As well as letting you see a number of the eco gadgets we’ve recently highlighted, the Gadget Show on channel 5 last night reported from an incredible company called Festo. Ordinarily, they produce manufacturing machinery used in factories and on production lines around the world. However, they also have a certain penchant for creating robots that mimic natural movement.
The Bionic Learning Network showcases some of the finest looking robots conceived. The Aqua Jelly, a robotic and intelligent jellyfish, is perhaps the most impressive of them all. The Air Jelly is a similar design but is a remote controlled flying version. Airic’s Arm is a complex mimic of a human arm using 30 muscles to mirror human movements.

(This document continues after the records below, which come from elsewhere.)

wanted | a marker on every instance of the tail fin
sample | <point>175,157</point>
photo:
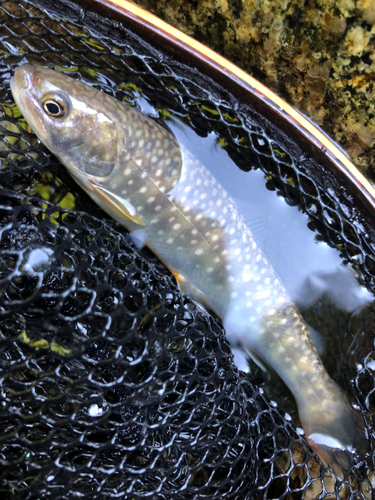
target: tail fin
<point>336,432</point>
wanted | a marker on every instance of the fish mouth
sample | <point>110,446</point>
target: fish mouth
<point>24,93</point>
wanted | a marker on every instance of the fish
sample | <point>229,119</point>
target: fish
<point>135,169</point>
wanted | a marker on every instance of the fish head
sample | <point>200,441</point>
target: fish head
<point>62,113</point>
<point>118,155</point>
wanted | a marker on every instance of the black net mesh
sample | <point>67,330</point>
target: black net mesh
<point>113,383</point>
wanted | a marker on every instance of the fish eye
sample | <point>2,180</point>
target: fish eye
<point>55,106</point>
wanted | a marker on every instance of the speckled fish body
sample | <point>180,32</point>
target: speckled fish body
<point>139,174</point>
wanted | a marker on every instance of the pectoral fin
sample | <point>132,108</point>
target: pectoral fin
<point>121,208</point>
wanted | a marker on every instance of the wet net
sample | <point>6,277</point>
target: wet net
<point>113,383</point>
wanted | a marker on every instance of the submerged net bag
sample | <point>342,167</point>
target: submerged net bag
<point>113,383</point>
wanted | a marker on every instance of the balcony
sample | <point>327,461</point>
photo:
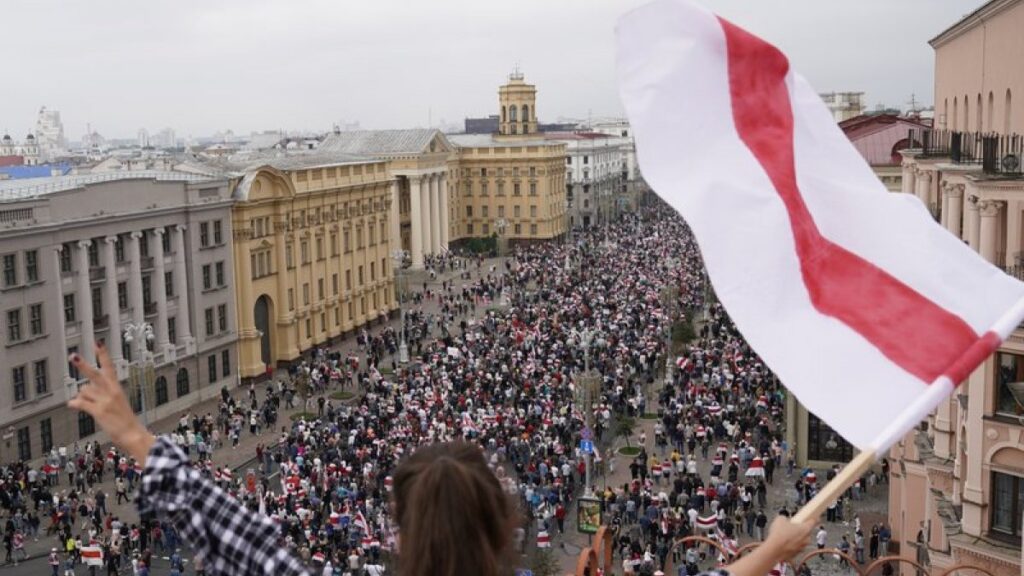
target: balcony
<point>998,155</point>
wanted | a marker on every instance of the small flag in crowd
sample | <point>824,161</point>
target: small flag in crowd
<point>866,309</point>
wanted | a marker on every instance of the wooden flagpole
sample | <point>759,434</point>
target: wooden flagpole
<point>845,479</point>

The Aqua Ray pictured here is an incredibly lifelike manta ray that looks and moves alarmingly like the real thing. Again, Festo has created a helium filled version that is remote controlled and uses the same drive principles but in a completely different environment.

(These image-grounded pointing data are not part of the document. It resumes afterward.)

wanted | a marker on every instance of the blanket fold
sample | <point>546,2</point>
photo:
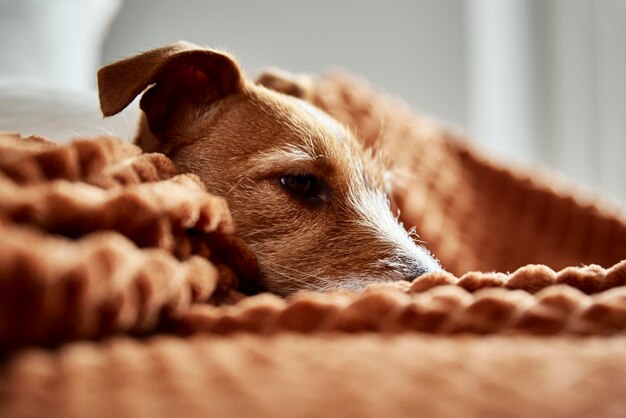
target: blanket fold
<point>100,242</point>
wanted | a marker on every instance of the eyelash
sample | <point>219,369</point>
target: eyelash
<point>304,187</point>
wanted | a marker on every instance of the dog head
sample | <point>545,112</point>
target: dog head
<point>308,199</point>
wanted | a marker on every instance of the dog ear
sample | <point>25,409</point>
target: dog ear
<point>178,74</point>
<point>297,85</point>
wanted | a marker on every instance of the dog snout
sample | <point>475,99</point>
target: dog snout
<point>421,268</point>
<point>411,267</point>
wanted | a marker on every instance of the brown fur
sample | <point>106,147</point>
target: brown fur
<point>240,139</point>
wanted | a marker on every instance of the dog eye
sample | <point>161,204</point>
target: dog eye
<point>305,186</point>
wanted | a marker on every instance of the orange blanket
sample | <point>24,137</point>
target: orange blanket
<point>541,337</point>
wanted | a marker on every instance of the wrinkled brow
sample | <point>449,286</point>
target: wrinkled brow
<point>304,158</point>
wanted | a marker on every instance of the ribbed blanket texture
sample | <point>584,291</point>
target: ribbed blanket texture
<point>120,279</point>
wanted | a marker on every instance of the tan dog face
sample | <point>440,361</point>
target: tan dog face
<point>306,197</point>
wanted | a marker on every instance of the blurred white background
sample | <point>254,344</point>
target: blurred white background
<point>536,81</point>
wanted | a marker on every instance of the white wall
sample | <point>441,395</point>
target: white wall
<point>413,48</point>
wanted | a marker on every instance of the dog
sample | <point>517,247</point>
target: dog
<point>307,198</point>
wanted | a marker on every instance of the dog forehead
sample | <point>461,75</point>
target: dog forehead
<point>307,130</point>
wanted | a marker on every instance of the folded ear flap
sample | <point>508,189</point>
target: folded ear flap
<point>297,85</point>
<point>181,72</point>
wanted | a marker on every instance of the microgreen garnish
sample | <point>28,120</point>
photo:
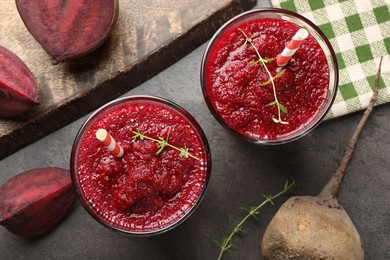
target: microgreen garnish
<point>162,143</point>
<point>227,243</point>
<point>262,62</point>
<point>280,73</point>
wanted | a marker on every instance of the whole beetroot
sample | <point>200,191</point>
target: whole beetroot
<point>69,29</point>
<point>18,92</point>
<point>317,227</point>
<point>32,202</point>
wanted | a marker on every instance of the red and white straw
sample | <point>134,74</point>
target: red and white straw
<point>103,136</point>
<point>292,47</point>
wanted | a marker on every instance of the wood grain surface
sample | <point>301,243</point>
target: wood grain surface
<point>149,36</point>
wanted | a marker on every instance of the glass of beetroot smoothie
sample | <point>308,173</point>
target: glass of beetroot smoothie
<point>254,97</point>
<point>159,177</point>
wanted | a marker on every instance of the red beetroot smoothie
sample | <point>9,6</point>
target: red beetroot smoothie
<point>233,81</point>
<point>142,192</point>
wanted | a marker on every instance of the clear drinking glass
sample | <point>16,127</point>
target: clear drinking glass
<point>298,20</point>
<point>192,189</point>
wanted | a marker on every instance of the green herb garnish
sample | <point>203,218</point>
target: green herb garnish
<point>227,244</point>
<point>162,143</point>
<point>262,63</point>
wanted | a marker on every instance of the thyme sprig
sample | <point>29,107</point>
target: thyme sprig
<point>263,62</point>
<point>162,143</point>
<point>253,212</point>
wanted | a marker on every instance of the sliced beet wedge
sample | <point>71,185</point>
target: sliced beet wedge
<point>69,29</point>
<point>33,202</point>
<point>18,92</point>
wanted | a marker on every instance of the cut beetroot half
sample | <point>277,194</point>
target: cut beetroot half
<point>18,92</point>
<point>69,29</point>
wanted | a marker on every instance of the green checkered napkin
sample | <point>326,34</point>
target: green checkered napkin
<point>359,31</point>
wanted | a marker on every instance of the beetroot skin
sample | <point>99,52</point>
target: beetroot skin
<point>32,202</point>
<point>69,29</point>
<point>18,91</point>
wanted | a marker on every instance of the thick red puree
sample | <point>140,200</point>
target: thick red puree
<point>142,191</point>
<point>233,81</point>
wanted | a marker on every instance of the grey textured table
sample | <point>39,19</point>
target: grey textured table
<point>241,173</point>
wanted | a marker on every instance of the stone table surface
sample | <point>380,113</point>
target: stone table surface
<point>241,172</point>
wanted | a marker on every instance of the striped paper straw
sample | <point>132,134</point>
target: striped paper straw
<point>103,136</point>
<point>292,47</point>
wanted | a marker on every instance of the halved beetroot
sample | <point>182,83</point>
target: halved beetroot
<point>32,202</point>
<point>18,91</point>
<point>69,29</point>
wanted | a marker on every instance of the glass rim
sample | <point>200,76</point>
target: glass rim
<point>89,122</point>
<point>331,59</point>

The robots that Festo makes aren’t designed simply to look good, though look good they most certainly do. By considering natural movement, Festo hopes to improve the methods used to drive automated robots but it also hopes to improve the symbiotic relationship in production machines. Again, we turn to the Aqua Jelly, which uses numerous sensors to determine the direction it needs to move to avoid others.
Clearly, the Aqua Jelly isn’t likely to have a genuine place in production, but future robots and manufacturing machines could well use many of the innovations led by Festo’s Bionic Learning Network and it would look in an aquarium in a particularly futuristic Take Away.